Der Medizinalrat verfügte über Eintrittskarten für die Hofkirche, wie sämtliche Beamte des Hofes und die Honoratioren der kleinen Residenz. Für die Damen bedeutete das: elegante Visitentoilette, soweit die Begriffe von Eleganz in Breitenfels reichten; für die Herren: Frack und Cylinder. Zu sehen gab’s entschieden etwas, seit ewigen Zeiten war da droben in dem stillen Witwenleben nicht eine offizielle Festlichkeit gewesen.
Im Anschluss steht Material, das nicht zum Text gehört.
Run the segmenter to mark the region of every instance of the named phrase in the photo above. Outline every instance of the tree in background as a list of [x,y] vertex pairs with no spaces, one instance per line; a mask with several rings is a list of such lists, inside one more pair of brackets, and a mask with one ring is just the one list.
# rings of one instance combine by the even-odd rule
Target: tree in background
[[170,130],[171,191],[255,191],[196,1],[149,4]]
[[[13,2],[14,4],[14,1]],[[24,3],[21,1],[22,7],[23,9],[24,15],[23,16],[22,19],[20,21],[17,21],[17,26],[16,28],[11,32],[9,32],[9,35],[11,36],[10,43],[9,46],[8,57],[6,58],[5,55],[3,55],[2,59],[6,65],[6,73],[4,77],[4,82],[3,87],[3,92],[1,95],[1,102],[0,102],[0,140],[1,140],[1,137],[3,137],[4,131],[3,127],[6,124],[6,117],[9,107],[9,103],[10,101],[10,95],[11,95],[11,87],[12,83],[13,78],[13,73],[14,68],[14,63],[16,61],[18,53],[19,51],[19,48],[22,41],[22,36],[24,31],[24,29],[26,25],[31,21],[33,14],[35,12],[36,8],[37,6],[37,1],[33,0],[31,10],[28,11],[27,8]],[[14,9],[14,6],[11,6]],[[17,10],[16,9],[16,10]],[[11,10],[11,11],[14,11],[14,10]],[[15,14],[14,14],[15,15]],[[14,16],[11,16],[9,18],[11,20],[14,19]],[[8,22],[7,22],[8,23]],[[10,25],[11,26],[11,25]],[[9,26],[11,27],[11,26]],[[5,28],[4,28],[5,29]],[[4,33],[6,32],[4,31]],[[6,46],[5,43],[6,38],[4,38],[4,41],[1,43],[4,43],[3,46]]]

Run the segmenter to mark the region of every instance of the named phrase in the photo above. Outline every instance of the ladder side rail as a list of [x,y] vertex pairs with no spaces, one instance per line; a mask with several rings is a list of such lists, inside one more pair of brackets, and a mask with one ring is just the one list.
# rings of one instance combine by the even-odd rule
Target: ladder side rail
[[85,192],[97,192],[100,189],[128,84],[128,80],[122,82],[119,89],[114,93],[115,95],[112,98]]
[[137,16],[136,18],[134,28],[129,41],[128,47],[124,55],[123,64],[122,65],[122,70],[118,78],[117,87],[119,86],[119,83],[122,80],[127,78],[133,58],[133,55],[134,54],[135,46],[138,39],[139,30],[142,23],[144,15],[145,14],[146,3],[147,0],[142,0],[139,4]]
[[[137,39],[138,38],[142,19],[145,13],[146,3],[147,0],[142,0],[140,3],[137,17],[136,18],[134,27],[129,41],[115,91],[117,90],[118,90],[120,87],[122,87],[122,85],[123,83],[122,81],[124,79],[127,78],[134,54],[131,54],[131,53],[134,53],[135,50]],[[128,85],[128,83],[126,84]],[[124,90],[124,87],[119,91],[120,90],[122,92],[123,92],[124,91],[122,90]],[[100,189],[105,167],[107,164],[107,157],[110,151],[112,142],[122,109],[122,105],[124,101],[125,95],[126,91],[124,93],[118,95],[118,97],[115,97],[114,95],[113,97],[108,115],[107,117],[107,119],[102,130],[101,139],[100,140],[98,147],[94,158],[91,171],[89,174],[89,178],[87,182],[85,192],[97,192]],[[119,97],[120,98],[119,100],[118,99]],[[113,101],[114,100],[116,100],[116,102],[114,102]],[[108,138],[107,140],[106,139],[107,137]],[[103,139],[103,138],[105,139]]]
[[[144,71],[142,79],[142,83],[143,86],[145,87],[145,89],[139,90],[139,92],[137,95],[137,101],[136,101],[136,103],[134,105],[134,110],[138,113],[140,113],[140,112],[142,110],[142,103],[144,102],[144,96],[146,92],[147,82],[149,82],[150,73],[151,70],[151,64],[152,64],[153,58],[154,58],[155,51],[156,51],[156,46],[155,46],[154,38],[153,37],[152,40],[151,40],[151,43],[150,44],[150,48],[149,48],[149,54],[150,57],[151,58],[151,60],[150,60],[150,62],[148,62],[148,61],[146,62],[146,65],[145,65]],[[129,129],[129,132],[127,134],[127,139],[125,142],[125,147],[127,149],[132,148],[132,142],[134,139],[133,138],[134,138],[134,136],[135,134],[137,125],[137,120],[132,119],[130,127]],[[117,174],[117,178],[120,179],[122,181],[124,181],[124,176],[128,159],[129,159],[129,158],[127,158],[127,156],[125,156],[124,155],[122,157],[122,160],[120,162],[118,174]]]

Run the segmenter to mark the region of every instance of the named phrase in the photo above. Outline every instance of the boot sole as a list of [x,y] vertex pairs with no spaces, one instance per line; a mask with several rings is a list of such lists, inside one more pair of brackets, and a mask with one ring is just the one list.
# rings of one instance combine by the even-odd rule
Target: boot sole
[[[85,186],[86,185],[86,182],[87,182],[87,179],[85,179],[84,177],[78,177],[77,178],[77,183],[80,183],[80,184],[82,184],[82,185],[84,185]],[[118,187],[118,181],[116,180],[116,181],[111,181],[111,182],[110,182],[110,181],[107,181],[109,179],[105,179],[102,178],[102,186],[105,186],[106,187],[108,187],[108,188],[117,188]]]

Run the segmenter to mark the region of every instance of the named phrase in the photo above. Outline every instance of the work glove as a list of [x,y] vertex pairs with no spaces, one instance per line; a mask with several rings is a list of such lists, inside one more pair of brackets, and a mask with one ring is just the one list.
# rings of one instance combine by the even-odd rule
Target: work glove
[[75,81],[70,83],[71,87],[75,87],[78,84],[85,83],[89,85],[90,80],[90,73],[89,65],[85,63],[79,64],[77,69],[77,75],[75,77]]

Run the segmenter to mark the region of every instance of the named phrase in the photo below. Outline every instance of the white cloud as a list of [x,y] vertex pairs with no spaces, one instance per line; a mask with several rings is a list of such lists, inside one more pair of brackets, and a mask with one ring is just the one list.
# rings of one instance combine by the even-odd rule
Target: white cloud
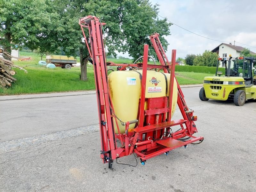
[[[256,47],[256,12],[252,0],[151,0],[157,3],[159,15],[176,24],[203,36],[221,41],[236,42]],[[160,19],[161,19],[160,18]],[[170,28],[171,36],[167,52],[169,60],[172,50],[177,57],[199,54],[212,50],[220,44],[193,34],[175,25]],[[256,48],[236,43],[256,52]],[[121,55],[121,54],[120,54]],[[125,54],[128,57],[128,54]]]
[[[221,41],[236,41],[256,47],[256,12],[253,1],[153,0],[160,4],[159,14],[176,24],[210,38]],[[166,37],[170,44],[167,52],[170,60],[172,49],[177,57],[198,54],[212,50],[221,42],[196,35],[177,26],[170,28]],[[256,48],[236,43],[256,52]]]

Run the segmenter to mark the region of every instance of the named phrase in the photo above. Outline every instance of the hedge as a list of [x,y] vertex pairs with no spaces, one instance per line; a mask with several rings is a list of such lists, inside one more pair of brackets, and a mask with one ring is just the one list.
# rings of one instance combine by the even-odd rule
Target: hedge
[[[216,67],[194,66],[193,65],[177,65],[175,66],[175,71],[215,74],[216,72]],[[223,74],[224,74],[225,68],[219,67],[218,68],[218,71],[222,71]]]

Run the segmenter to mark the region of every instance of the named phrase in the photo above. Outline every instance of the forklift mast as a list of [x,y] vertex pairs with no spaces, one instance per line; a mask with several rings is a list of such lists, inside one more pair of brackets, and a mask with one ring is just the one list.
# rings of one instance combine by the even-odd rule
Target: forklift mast
[[[160,42],[159,34],[156,33],[150,38],[161,65],[148,64],[148,45],[147,44],[144,46],[142,63],[116,64],[107,62],[102,32],[103,26],[105,24],[100,22],[97,17],[92,16],[81,18],[79,24],[94,69],[101,142],[100,157],[103,163],[108,163],[109,168],[111,168],[113,160],[133,153],[140,157],[140,163],[144,165],[146,161],[151,158],[163,153],[167,155],[170,151],[178,147],[185,146],[186,148],[188,144],[198,144],[203,141],[203,137],[192,135],[197,132],[194,123],[197,116],[193,115],[194,111],[188,107],[178,82],[177,104],[183,119],[171,119],[172,106],[176,105],[172,103],[173,89],[169,89],[169,94],[166,97],[145,98],[147,71],[150,69],[156,68],[158,71],[162,70],[165,73],[170,73],[169,87],[173,87],[176,79],[174,75],[176,50],[172,51],[170,63]],[[85,28],[89,30],[89,42],[85,35]],[[120,71],[125,71],[127,67],[142,70],[138,119],[123,122],[115,114],[109,92],[108,66],[118,66]],[[147,108],[145,109],[146,102],[152,104],[148,104]],[[153,106],[154,107],[152,108],[151,106]],[[159,115],[166,116],[166,119],[158,119],[157,117]],[[124,133],[120,133],[118,121],[125,126]],[[129,128],[129,125],[132,124],[135,124],[134,129]],[[117,126],[117,133],[115,132],[115,125]],[[171,128],[177,125],[180,125],[180,129],[173,132]],[[154,135],[155,137],[145,135]],[[199,141],[197,143],[194,143],[198,141]]]

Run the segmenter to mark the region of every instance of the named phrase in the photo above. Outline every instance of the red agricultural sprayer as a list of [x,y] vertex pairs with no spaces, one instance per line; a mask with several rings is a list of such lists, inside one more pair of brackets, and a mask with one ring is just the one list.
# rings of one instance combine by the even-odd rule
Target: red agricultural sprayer
[[[105,24],[91,16],[80,18],[79,23],[94,68],[100,157],[109,168],[113,160],[132,154],[144,165],[148,159],[202,141],[203,137],[192,135],[197,132],[194,123],[197,117],[187,106],[174,75],[176,50],[171,64],[156,33],[150,39],[161,65],[148,64],[151,57],[147,44],[139,58],[143,58],[143,63],[107,63],[102,34]],[[90,45],[84,28],[89,29]],[[118,66],[118,70],[108,76],[108,66]],[[177,104],[183,119],[172,120]],[[177,125],[179,128],[173,132]]]

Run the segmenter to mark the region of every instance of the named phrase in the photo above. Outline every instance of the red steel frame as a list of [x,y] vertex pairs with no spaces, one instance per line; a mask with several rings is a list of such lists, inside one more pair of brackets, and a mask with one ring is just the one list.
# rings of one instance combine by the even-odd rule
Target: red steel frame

Um halb zwei Uhr sollte die Trauung stattfinden, der ein kleines Festmahl im engsten Zirkel folgte; auf vier Uhr bereits war die Abreise des jungen Paares bestimmt.

Die Rätin klagte während der Toilette – das unvermeidliche Schwarzseidene war wieder aus dem Schrank geholt – über Reißen, es sei ungesundes Wetter, und die Jungen, die mittlerweile abgefahren waren, würden im Schneewasser wieder heimkommen. Es war in der That ein trüber, warmer Tag, die Schneedecke zeigte siebartig zahllose kleine Löcher, die der leichte mit Schnee untermischte Regen verursacht hatte, und in der Dachrinne gluckste und tropfte es. Um Mittag war es fast finster.

Aenne befand sich in ihrem Stübchen. Sie hatte ein gelblich-weißes Kaschmirkleid angelegt, kindlich einfach in der Form, faltige Bluse und faltige weite Aermel, und einen schmalen blauen Gürtel um die Taille. Sie wartete auf den Boten, der ihr die Nachricht von der plötzlichen Heiserkeit des Fräulein Hochleitner bringen sollte, und sie ward so blaß wie ihr Kleid, als sie endlich unten die Klingel hörte.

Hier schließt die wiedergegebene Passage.